A few days before Afropunk took over Brooklyn’s Commodore Barry Park this past weekend, singer-songwriter Leon Bridges stopped by designer Emily Bode’s sun-dappled Chinatown studio to pick out the perfect onstage look. Bridges first discovered Bode when he was getting a suit tailored at Martin Greenfield a few years ago, and spotted one of her shirts hanging in the shop. “I had never seen anything like it,” says Bridges. “I thought it was such an interesting piece.”
The musician's style has evolved over the years, and Bode has played a central role in that transition. “I started out with a very specific ’50s, ’60s kind of thing—suits only—and the more I’ve grown and matured, I’ve wanted to keep that same aesthetic but do it in a more modern way.” When it came to updating Bridges's wardrobe, Bode was the obvious answer. From the day he first laid eyes on Bode’s work, the pair have developed a fruitful working relationship: Bridges memorably wore a custom mustard yellow Bode suit—covered with hand-drawn references to Bridges’s home state of Texas—to the Grammys this past year. Surprisingly, perhaps, the two have only just met for the first time in person.
Bridges, dressed in an olive green bowling shirt, flared black pants, and gold-accented Gucci loafers, carefully combs through the racks of Bode’s historically-grounded handiwork. “The foundation of the brand is domestic textiles that are female-centric in nature, so quilting, mending, appliqué,” Bode says, while Bridges picks out three pieces that exemplify this ethos. First, there's a linen jacket made in India emblazoned with a classic tiger patch, which Bode recreated from the central emblem of a ’50s sports sweater that she originally bought while at college.

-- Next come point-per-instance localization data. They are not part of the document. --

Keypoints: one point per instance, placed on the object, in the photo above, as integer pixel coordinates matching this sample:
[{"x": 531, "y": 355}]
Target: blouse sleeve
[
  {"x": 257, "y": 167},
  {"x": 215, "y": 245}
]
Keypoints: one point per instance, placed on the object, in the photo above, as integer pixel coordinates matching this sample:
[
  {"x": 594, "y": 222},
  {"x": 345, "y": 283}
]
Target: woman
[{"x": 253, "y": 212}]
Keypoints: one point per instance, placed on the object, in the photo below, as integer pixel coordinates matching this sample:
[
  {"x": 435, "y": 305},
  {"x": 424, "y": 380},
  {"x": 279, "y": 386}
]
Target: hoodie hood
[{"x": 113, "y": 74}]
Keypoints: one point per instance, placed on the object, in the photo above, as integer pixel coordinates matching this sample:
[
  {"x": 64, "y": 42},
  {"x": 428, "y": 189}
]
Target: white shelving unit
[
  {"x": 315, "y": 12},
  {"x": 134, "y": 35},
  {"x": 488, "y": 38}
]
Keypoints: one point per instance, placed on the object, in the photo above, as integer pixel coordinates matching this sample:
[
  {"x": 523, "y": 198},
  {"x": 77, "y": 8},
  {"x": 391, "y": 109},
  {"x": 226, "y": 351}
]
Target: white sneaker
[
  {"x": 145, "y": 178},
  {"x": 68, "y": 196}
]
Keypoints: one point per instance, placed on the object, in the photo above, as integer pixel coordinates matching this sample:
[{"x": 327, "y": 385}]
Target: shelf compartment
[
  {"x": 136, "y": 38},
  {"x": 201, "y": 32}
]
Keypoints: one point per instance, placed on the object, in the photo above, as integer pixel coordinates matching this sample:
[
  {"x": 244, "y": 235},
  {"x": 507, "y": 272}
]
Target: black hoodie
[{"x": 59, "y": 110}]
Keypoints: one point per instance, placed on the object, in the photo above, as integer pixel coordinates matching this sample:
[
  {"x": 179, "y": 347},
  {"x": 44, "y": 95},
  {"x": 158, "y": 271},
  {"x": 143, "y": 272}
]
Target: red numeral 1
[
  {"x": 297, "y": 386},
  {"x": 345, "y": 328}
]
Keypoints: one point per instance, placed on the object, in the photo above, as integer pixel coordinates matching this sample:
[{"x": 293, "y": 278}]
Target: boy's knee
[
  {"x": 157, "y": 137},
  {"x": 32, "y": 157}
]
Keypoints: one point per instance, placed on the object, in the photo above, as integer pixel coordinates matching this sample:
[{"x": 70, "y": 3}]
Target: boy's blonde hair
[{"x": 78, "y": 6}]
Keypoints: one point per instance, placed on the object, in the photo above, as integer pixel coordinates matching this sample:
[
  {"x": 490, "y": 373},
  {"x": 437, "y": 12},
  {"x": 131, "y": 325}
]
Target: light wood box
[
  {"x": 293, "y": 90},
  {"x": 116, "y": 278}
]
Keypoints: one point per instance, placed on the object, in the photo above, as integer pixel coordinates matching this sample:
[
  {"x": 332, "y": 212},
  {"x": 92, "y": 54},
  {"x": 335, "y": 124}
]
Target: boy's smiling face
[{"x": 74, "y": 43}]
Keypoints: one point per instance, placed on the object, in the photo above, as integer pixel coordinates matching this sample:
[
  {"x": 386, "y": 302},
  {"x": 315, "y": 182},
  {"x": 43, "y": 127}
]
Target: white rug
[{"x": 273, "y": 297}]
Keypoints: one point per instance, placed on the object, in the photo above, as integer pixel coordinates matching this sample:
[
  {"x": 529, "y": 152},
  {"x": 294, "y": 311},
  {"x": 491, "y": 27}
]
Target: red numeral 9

Then, Bridges sets aside two different shirts made from souvenir tablecloths: typically purchased by World War II soldiers who were stationed abroad, one is more sheer than the other. “They purchased them for their wives or their girlfriends who were back home,” Bode says. “I have one from my grandfather. You see it a lot in vintage stores–sometimes they’re table runners, or sometimes they’re silk underwear from the ’40s that are too delicate to be touched.”
Bridges knew that he wanted to wear one of Bode’s standout pieces to Afropunk. It's partly thanks to her breathable pieces being capable of withstanding the New York City summer heat, but also because the festival shifted his understanding of his audience in a crucial way early on in his career. “I played Afropunk Paris when I released my first album, and it was a beautiful experience—just beautiful black people. At that time I had the perception that my music wasn’t reaching the black community in a way, but that totally squashed that perception.”
By the time Bridges takes the stage at the festival itself, he's narrowed down his selection to the more lightweight shirt of the two: embroidered with miniature trees and pagodas, it serves as a neat reminder of the textile's WWII-era origins. Bridges has worn two jackets from Bode in that same silhouette in the past. “It’s kind of cropped—soldiers would take military shirts and crop them themselves and have them embroidered, so that’s the idea that we translate into our classic silhouettes,” Bode says.
It's this preoccupation with the past that is woven through both Bode and Bridges’s work, and makes their partnership feel completely natural. “I feel like with our brand, the goal is to have shapes that are classic and materials that are comfortable and historic,” adds Bode. "You can take one of our garments and put it in a photograph and not really know what period it’s from. I think Leon's music speaks to that as well." She's right: the very same could be said of the sight of Bridges onstage at Afropunk. Dressed in that sheer shirt and classic blue jeans, his outfit feels somehow both utterly timeless, and perfectly of the moment.